3. Formulating new policies: Some French viewpoints call for learning from the series of political and diplomatic setbacks in Africa and translating that into practical steps, such as not being in the front row for military confrontations so that this presence is not seen as an occupying power, as well as not making any move on the ground without getting agreement from the local authorities. France must also be alert to the sensitivity raised by the appearance of French soldiers wearing their official uniforms during cooperation missions inside African countries.

Likewise, the young generations in Africa do not want to repeat the Françafrique experiment, in which France treated its former colonies as if it were their guardian and interfered in the economic, political, and military spheres in order to transfer every possible gain and raw material to the benefit of France and its allies. Perhaps the new African policy announced by the French president during a February 2023 press conference is trying to hint at this shift. This policy contains a plan to reduce the number of French troops in Africa in a balanced fashion in the coming months and to rename military bases and installations and convert some of them into academies run in partnership with the African countries where they are located.

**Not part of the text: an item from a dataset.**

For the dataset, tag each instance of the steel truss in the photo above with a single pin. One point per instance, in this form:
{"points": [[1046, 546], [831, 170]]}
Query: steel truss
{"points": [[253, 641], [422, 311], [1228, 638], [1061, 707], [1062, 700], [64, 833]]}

4. Ensuring continuity in a different way: Some believe that Macron’s announcement is not a break with the past so much as a continuation, but in a different way. That is, Macron has remained loyal to himself and to the policy of en même temps (at the same time), in which he balances diplomats’ and elites’ vision for the need to break with France’s military past on the African continent, which harms France’s relationship with African counties, and France’s strategic interest in not wanting to lose other spheres of influence in its backyard (pré carrée), after Mali, Burkina Faso, and Central Africa, by permanently closing its military bases.

5. Orienting toward non-Francophone African countries: Amid the hardship and major reversals suffered by France within its historical sphere of influence in the Sahel and West Africa, and given the difficulty of confronting the rising anti-French sentiment within that sphere, France’s option may be to move toward building new partnerships with non-Francophone countries in Africa that were not subject to previous French colonialism.

Based on this assumption, observers strongly supported the inclusion of Angola, the third-largest economy on the continent, on French President Emmanuel Macron’s recent African tour in March 2023. The success of France’s cooperation with Angola may lead to further generalizing and broadening this model, whereby France can offer Angola, or similar countries, expertise in agriculture and manufacturing in exchange for gains in terms of energy and expansion in Africa.

In conclusion, while some French approaches prefer to see the spread of anti-French sentiment in Africa only as the result of negative propaganda spread by rivals for influence, especially Russia, other approaches believe that part of the responsibility for this lies with France’s performance in that region and that it is necessary to correct this performance and replace the occupation of territory with that of hearts and minds.